Whether they are internal or external, it is important to build good relationships with the stakeholders. This may be a challenging task for a project manager, especially when it comes to more complex projects. Certainly, not all the stakeholders will be involved in the project in the same way, and some may not even want to be involved. Some stakeholders may be resistant to support the project, while other stakeholders may not even be aware of the details of the project. Other stakeholders may hold neutral ground while still another group may be eager to participate.

While the project manager’s goal is to involve all stakeholders and persuade them to favour the project, it is important to determine the power and influence of different stakeholder groups. A simple tool can be used here – a power and interest grid.

This grid is divided into four quadrants based on their vertical and horizontal axis position, representing power and interest. Before placing any stakeholder in one of the four quadrants, you should try to answer the two key questions:

  • How much influence does the stakeholder hold?
  • How much interest does the stakeholder have in the project?
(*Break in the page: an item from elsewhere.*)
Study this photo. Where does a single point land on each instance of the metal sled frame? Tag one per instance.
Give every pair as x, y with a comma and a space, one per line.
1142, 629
Eventually, all stakeholders should fall into one of the four categories:

Low power, low interest

Some stakeholders hold little power and don’t show significant interest in the project. They are important, yet they will not be at the centre of the project manager’s attention. However, they should not be overlooked and dismissed. The best strategy is to monitor them. The goal here is to prevent the low power, low-interest stakeholders from taking a negative stance towards the project. That is why regularly reaching out is a good idea with these stakeholders.

Low power, high interest

Some stakeholders may not have as much power and influence on the project, yet they are very interested. Keeping them informed will ensure that they do not lose their interest and remain positive towards the project. Again, regular communication will keep them engaged and interested.

High power, low interest

High-power yet low-interest stakeholders are very important for the project. They may influence a lot, and, unfortunately, not pleasing them may result in delays or even failure of the project. The best way to engage with them is to ensure that they are satisfied. Satisfying the high-power stakeholders can lead to their increased interest in the project.

High power, high interest

This is the most important group of stakeholders. Besides holding power, they are already interested in the project, and they may be of a great asset to it. It only makes sense to engage these stakeholders in the process and consult with them regularly. While none of the four stakeholder groups should be overlooked, the focus on the project manager should be on this particular group, devoting time and attention to building a stronger relationship.

Once stakeholders are identified and placed in one of the groups, a stakeholder register can be developed. It contains information on stakeholders and helps the project manager strategically manage the various stakeholder groups. As a first step, initial contact with each stakeholder should be established to create the relationship and provide the initial information on the project. On the other hand, stakeholders may wish to express their opinions and views on the project and the process of its completion. They will express the ways they wish to be contacted and which information is of interest to them. The dynamics of the project will require regular communication. Therefore it is crucial to start right.


PMBOK© Guide: A Guide to the Project Management Body of Knowledge. 6th Edition. Project Management Institute, 2017.